When releasing the “Economic Agenda for Women and Families,” Democratic Leader Nancy Pelosi claimed that America has an early child care and education “crisis” that threatens our economy. Her solution is to adopt President Obama’s Preschool and Early Head Start/Child Care Initiative, and create universal government-run child care for all three- and four-year-olds, similar to many European systems.
A majority of American mothers with preschool age children are in the labor force, and most of these working moms hold full-time jobs. Yet there is little evidence that expanding the federal government’s role in providing early child care and education would improve the quality of care, student learning, or affordability—much less the economy.
On the contrary, expanding government’s role in this arena is more?likely to impose expensive administrative burdens, crowd out innovative, personalized non-government early childcare providers, and replace a variety of early education options with a one-size-fits-all system.
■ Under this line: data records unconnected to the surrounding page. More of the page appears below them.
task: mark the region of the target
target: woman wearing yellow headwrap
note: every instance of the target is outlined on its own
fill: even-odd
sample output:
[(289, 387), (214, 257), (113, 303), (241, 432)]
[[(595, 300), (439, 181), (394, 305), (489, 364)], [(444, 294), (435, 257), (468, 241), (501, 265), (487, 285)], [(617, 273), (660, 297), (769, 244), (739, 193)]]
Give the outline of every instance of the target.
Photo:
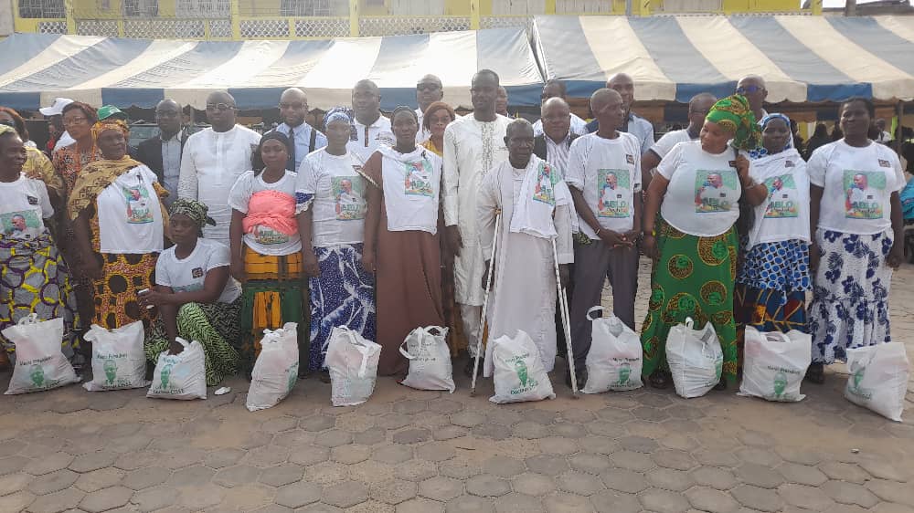
[(717, 331), (724, 352), (717, 388), (736, 380), (734, 224), (741, 196), (759, 204), (767, 194), (764, 184), (749, 177), (749, 162), (739, 151), (755, 149), (758, 135), (759, 126), (745, 98), (720, 99), (707, 113), (699, 141), (676, 144), (651, 181), (643, 248), (654, 265), (641, 340), (643, 372), (656, 388), (669, 385), (666, 336), (686, 318), (696, 326), (710, 321)]
[[(93, 322), (107, 329), (135, 320), (148, 325), (154, 309), (140, 308), (137, 293), (153, 287), (164, 246), (168, 193), (148, 167), (127, 156), (127, 124), (95, 123), (92, 136), (104, 157), (84, 167), (68, 203), (81, 269), (93, 282)], [(148, 327), (148, 326), (147, 326)]]

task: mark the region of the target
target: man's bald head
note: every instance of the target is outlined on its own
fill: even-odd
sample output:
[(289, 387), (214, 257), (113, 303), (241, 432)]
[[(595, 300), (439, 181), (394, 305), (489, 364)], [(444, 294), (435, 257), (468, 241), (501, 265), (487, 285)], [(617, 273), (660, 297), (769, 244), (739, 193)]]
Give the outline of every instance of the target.
[(377, 84), (363, 79), (352, 89), (352, 110), (356, 119), (368, 126), (381, 116), (381, 91)]
[(625, 100), (615, 89), (597, 89), (590, 95), (590, 110), (600, 123), (600, 131), (612, 131), (623, 124), (626, 115)]
[(280, 116), (290, 128), (302, 126), (308, 115), (308, 95), (298, 88), (289, 88), (280, 95)]
[(618, 92), (622, 97), (626, 114), (634, 103), (634, 80), (626, 73), (616, 73), (606, 81), (606, 88)]
[(768, 89), (765, 87), (765, 79), (758, 75), (747, 75), (737, 82), (737, 94), (741, 94), (749, 100), (749, 106), (752, 109), (756, 117), (761, 114), (765, 104), (765, 98), (768, 97)]
[(171, 139), (181, 131), (181, 106), (178, 102), (166, 98), (155, 105), (155, 124), (164, 139)]
[(495, 112), (502, 116), (508, 115), (508, 90), (498, 86), (498, 96), (495, 97)]
[(539, 108), (543, 132), (555, 141), (564, 141), (571, 129), (571, 109), (565, 99), (555, 96)]
[(717, 98), (711, 93), (698, 93), (688, 100), (688, 130), (696, 133), (701, 130), (705, 124), (705, 117), (708, 110), (717, 101)]
[(505, 131), (505, 145), (508, 148), (508, 161), (517, 169), (526, 168), (533, 154), (533, 125), (518, 118), (508, 123)]
[(207, 120), (214, 131), (228, 131), (235, 126), (235, 97), (228, 91), (215, 91), (207, 97)]
[(426, 75), (416, 82), (416, 103), (425, 112), (430, 105), (444, 98), (444, 85), (435, 75)]

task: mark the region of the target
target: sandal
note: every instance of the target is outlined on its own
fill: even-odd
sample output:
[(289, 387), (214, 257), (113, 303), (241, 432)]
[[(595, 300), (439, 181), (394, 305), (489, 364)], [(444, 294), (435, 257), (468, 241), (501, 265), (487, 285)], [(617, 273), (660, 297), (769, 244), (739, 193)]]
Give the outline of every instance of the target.
[(670, 378), (663, 371), (657, 371), (651, 374), (648, 381), (651, 382), (651, 386), (656, 389), (663, 390), (670, 386)]
[(813, 363), (806, 371), (806, 380), (815, 384), (825, 382), (825, 365), (823, 363)]

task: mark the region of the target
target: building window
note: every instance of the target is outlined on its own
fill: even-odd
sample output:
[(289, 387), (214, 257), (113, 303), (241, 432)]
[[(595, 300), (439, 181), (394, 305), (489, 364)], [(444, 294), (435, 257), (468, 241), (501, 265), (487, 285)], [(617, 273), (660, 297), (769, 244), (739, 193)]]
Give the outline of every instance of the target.
[(280, 16), (329, 16), (330, 0), (282, 0)]
[(64, 0), (19, 0), (19, 17), (65, 18)]
[(228, 17), (229, 0), (177, 0), (177, 16), (215, 18)]
[(152, 17), (159, 15), (158, 0), (122, 0), (123, 16), (127, 17)]

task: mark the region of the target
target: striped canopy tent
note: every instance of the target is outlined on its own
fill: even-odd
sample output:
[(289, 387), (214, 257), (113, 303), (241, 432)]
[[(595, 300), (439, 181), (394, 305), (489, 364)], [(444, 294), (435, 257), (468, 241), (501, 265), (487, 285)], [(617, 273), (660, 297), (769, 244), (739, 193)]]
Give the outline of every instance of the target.
[(523, 28), (299, 41), (181, 41), (16, 34), (0, 42), (0, 105), (34, 110), (66, 97), (150, 108), (164, 98), (197, 109), (228, 90), (239, 109), (268, 109), (299, 86), (312, 108), (347, 105), (362, 79), (381, 107), (414, 105), (416, 82), (441, 79), (444, 98), (469, 107), (478, 69), (498, 72), (513, 104), (537, 105), (542, 76)]
[(533, 37), (543, 76), (573, 97), (624, 72), (638, 100), (719, 98), (749, 74), (770, 102), (914, 98), (912, 16), (539, 16)]

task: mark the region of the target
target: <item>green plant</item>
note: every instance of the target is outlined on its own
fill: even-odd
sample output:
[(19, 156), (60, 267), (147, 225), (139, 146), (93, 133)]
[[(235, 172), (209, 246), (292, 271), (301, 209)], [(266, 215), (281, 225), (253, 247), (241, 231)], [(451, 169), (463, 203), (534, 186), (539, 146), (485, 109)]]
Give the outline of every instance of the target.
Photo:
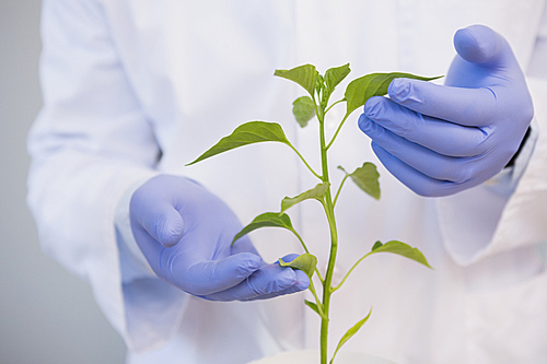
[[(380, 185), (379, 185), (379, 173), (376, 166), (372, 163), (364, 163), (361, 167), (357, 168), (352, 173), (347, 173), (341, 166), (338, 166), (345, 173), (345, 177), (337, 188), (336, 195), (333, 198), (331, 185), (329, 180), (329, 165), (328, 165), (328, 150), (335, 142), (340, 129), (348, 119), (348, 117), (358, 108), (364, 105), (366, 99), (372, 96), (381, 96), (387, 93), (387, 87), (392, 80), (396, 78), (409, 78), (418, 79), (423, 81), (430, 81), (437, 78), (421, 78), (408, 73), (372, 73), (364, 77), (358, 78), (351, 81), (345, 92), (345, 97), (329, 104), (330, 96), (333, 95), (336, 86), (350, 73), (349, 63), (341, 67), (328, 69), (324, 75), (321, 75), (314, 66), (304, 64), (291, 70), (277, 70), (275, 75), (291, 80), (299, 85), (301, 85), (307, 93), (309, 96), (302, 96), (294, 101), (293, 103), (293, 115), (301, 127), (305, 127), (307, 122), (314, 117), (317, 118), (319, 122), (319, 142), (321, 142), (321, 162), (322, 171), (321, 173), (314, 171), (306, 160), (300, 154), (300, 152), (291, 144), (287, 139), (280, 125), (276, 122), (266, 121), (249, 121), (237, 127), (230, 136), (222, 138), (217, 144), (201, 154), (194, 162), (188, 165), (195, 164), (197, 162), (203, 161), (213, 155), (220, 154), (222, 152), (232, 150), (234, 148), (258, 143), (258, 142), (280, 142), (292, 149), (298, 156), (302, 160), (304, 165), (310, 169), (310, 172), (318, 178), (318, 184), (300, 193), (295, 197), (286, 197), (281, 201), (281, 210), (279, 212), (266, 212), (256, 216), (248, 225), (246, 225), (237, 235), (234, 237), (234, 242), (245, 234), (251, 233), (260, 227), (275, 226), (282, 227), (292, 232), (296, 238), (302, 244), (305, 254), (300, 255), (296, 259), (291, 262), (284, 262), (279, 259), (281, 266), (291, 267), (294, 269), (300, 269), (304, 271), (310, 277), (310, 291), (312, 292), (315, 303), (305, 301), (305, 304), (312, 308), (321, 317), (321, 364), (327, 363), (327, 340), (328, 340), (328, 322), (329, 322), (329, 307), (330, 307), (330, 296), (334, 292), (339, 290), (344, 282), (346, 282), (349, 274), (353, 269), (366, 257), (377, 254), (377, 253), (392, 253), (397, 254), (409, 259), (416, 260), (426, 267), (429, 267), (428, 261), (423, 255), (417, 249), (408, 246), (405, 243), (392, 240), (385, 244), (376, 242), (372, 247), (372, 250), (360, 258), (353, 267), (349, 270), (342, 281), (333, 286), (333, 274), (336, 261), (336, 255), (338, 250), (338, 233), (336, 227), (335, 219), (335, 206), (344, 187), (344, 184), (348, 178), (350, 178), (360, 189), (369, 193), (375, 199), (380, 199)], [(325, 137), (325, 115), (331, 109), (333, 106), (339, 103), (346, 103), (346, 114), (338, 125), (338, 128), (330, 141), (327, 142)], [(291, 207), (300, 203), (307, 199), (315, 199), (321, 202), (325, 211), (329, 231), (330, 231), (330, 254), (327, 262), (327, 269), (325, 277), (319, 274), (316, 268), (317, 259), (315, 256), (310, 254), (304, 240), (294, 230), (291, 223), (290, 216), (286, 213)], [(317, 277), (322, 284), (322, 297), (315, 289), (313, 283), (313, 275)], [(338, 347), (330, 360), (334, 362), (338, 350), (363, 326), (363, 324), (369, 319), (372, 313), (369, 312), (366, 317), (357, 322), (351, 327), (346, 334), (340, 339)]]

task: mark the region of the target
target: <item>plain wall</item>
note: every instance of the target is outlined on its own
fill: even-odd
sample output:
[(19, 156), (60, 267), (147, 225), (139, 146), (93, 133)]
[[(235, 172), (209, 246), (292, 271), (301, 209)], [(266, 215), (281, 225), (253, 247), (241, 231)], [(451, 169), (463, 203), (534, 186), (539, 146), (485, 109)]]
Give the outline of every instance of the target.
[(25, 204), (25, 139), (42, 105), (38, 0), (0, 0), (0, 363), (124, 363), (90, 286), (45, 257)]

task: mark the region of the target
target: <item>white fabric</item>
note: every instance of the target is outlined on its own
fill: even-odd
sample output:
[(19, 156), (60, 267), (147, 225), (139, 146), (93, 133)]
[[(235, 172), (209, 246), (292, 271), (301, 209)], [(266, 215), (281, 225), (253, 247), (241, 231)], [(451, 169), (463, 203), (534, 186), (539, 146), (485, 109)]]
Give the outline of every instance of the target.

According to the government’s own official evaluations of its longest-running early education program, Head Start, any learning gains quickly dissipate. Given government’s poor track record in both K-12 and preprimary schooling, government’s involvement should be scaled back, not expanded. And as for the economy, it’s worth noting that in spite of near universal child care, most European countries have anemic economic performance compared to the United States.
Most fundamentally, the federal government has no Constitutional authority over the care and education of children. That responsibility belongs to parents, who know and love their preschoolers best.